Putative osmosensing by V1aR assessed by immunocytochemistry
To assess a role of hyperosmotic challenge on the V1aR using an alternative approach, we analyzed the membrane abundance of AQP4 in oocytes. We have previously shown a V1aR‐dependent internalization of AQP4 following vasopressin exposure (Moeller et al. 2009) and aimed in the present experimental series to determine if the vasopressin‐dependent internalization of AQP4 could be mimicked by cell shrinkage. AQP4/V1aR‐expressing oocytes were exposed to either vasopressin or repeated hyperosmotic challenges and the plasma membrane abundance of AQP4 subsequently quantified by immunocytochemistry. Oocytes expressing AQP4 alone or AQP4/V1aR were incubated for 80 min in control conditions, in the presence of 1 μmol/L vasopressin for the last 60 min, or challenged with an extracellular osmotic gradient of 50 mOsm mannitol for 30 sec every 10 min during the span of the 80 min incubation time (designed to mimic the water permeability measurements from Fig. 1).
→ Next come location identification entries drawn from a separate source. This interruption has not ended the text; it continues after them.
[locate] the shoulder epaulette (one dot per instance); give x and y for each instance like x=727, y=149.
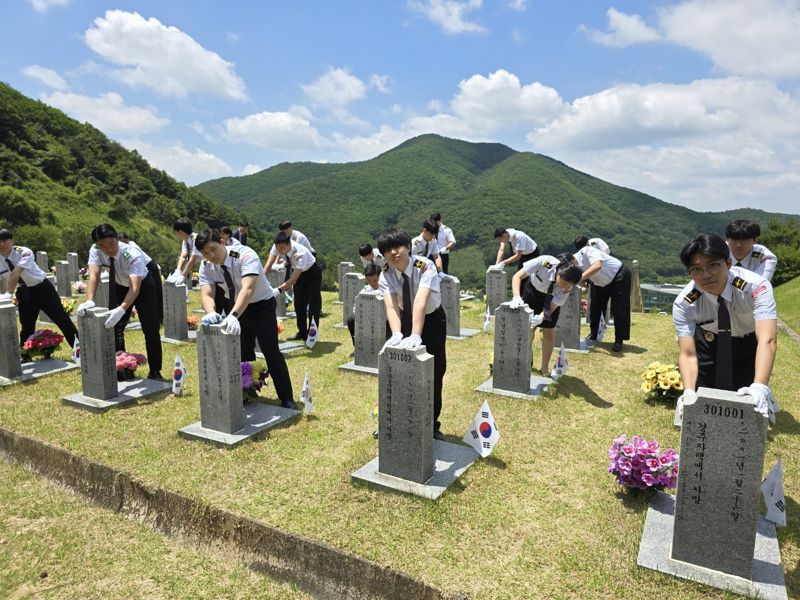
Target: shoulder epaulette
x=693, y=295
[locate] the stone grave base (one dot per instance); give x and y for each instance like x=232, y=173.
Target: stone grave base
x=258, y=417
x=654, y=553
x=192, y=338
x=538, y=387
x=450, y=461
x=39, y=368
x=352, y=366
x=463, y=334
x=127, y=392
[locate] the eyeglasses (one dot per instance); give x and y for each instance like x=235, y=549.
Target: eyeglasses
x=710, y=268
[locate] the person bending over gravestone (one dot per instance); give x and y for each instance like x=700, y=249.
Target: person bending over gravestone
x=523, y=248
x=250, y=304
x=306, y=278
x=726, y=321
x=611, y=280
x=33, y=290
x=549, y=283
x=410, y=286
x=742, y=236
x=130, y=284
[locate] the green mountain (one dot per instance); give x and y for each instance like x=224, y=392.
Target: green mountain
x=59, y=178
x=476, y=187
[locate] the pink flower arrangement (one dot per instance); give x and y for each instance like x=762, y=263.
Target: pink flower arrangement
x=640, y=464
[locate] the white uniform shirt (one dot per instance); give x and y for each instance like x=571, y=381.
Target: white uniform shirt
x=242, y=261
x=444, y=237
x=24, y=258
x=760, y=261
x=128, y=261
x=748, y=297
x=542, y=272
x=421, y=273
x=608, y=269
x=520, y=241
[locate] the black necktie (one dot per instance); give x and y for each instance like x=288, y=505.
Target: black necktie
x=112, y=284
x=408, y=309
x=231, y=288
x=724, y=368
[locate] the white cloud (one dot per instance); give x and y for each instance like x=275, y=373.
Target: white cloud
x=623, y=31
x=47, y=76
x=189, y=166
x=108, y=112
x=450, y=15
x=162, y=58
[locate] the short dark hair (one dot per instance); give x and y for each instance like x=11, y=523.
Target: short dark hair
x=392, y=238
x=742, y=229
x=707, y=244
x=431, y=226
x=205, y=236
x=103, y=231
x=183, y=224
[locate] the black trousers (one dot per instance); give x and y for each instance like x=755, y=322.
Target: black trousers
x=308, y=298
x=44, y=297
x=259, y=322
x=619, y=292
x=146, y=305
x=744, y=359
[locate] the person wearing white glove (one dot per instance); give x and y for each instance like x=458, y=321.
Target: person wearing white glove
x=412, y=296
x=251, y=306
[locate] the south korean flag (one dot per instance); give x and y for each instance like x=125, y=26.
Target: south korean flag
x=772, y=490
x=178, y=376
x=483, y=434
x=561, y=364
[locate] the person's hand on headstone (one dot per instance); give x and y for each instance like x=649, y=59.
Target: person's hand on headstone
x=231, y=325
x=114, y=316
x=84, y=306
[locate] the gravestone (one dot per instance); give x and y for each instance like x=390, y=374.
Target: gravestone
x=344, y=269
x=42, y=261
x=513, y=356
x=450, y=288
x=224, y=421
x=712, y=531
x=409, y=459
x=370, y=332
x=63, y=283
x=74, y=269
x=496, y=289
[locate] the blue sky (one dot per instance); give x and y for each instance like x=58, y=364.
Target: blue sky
x=694, y=101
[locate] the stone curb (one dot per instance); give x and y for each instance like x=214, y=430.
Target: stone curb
x=316, y=568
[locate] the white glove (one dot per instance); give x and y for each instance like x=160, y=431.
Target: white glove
x=393, y=341
x=84, y=306
x=211, y=319
x=517, y=302
x=114, y=317
x=231, y=325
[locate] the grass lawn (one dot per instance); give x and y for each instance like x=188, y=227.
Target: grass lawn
x=540, y=518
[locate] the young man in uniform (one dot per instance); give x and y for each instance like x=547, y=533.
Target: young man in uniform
x=742, y=236
x=445, y=239
x=130, y=284
x=611, y=280
x=250, y=304
x=523, y=248
x=33, y=290
x=726, y=321
x=549, y=283
x=410, y=286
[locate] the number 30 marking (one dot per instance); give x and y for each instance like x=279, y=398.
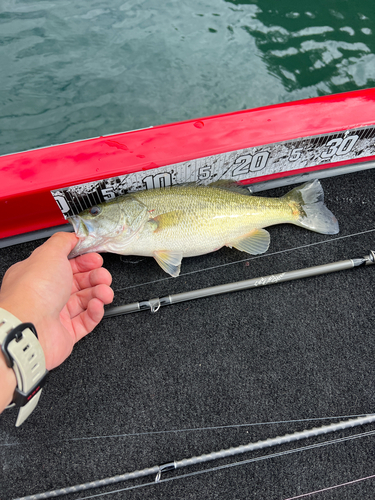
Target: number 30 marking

Representative confocal images of AQP4‐ and AQP4/V1aR‐expressing oocytes are shown in Figure 2A. No immune reactivity toward AQP4 was detected in uninjected oocytes (data not shown and Moeller et al. 2009). The plasma membrane abundance of AQP4 was quantified and normalized to the membrane abundance observed under control conditions in AQP4‐ and AQP4/V1aR‐expressing oocytes, respectively (Fig. 2B). Exposure to vasopressin induced a reduction in plasma membrane abundance in AQP4/V1aR‐expressing oocytes (55 ± 12% of control, n = 5 experiments with 3–6 oocytes per condition) which was significantly more than that obtained in AQP4‐expressing oocytes (95 ± 11% of control, n = 5 experiments with 3–6 oocytes per condition), P < 0.05. The vasopressin‐induced AQP4 internalization in the AQP4/V1aR‐expressing oocytes was not mimicked by repeated hyperosmolar challenges (compare 92 ± 5% of control for hyperosmolar challenges and the 55 ± 12% of control for vasopressin, n = 5 experiments with 3–6 oocytes per condition, P < 0.05). Oocytes expressing AQP4 alone, like‐wise, did not respond to repeated hyperosmolar challenges (104 ± 6% of control, n = 5 experiments with 3–6 oocytes per condition). In the present experimental setting, based on an indirect experimental read‐out of V1aR function, the V1aR responds to vasopressin exposure but not to hyperosmotic challenges, indicating that V1aR does not act as an osmosensor.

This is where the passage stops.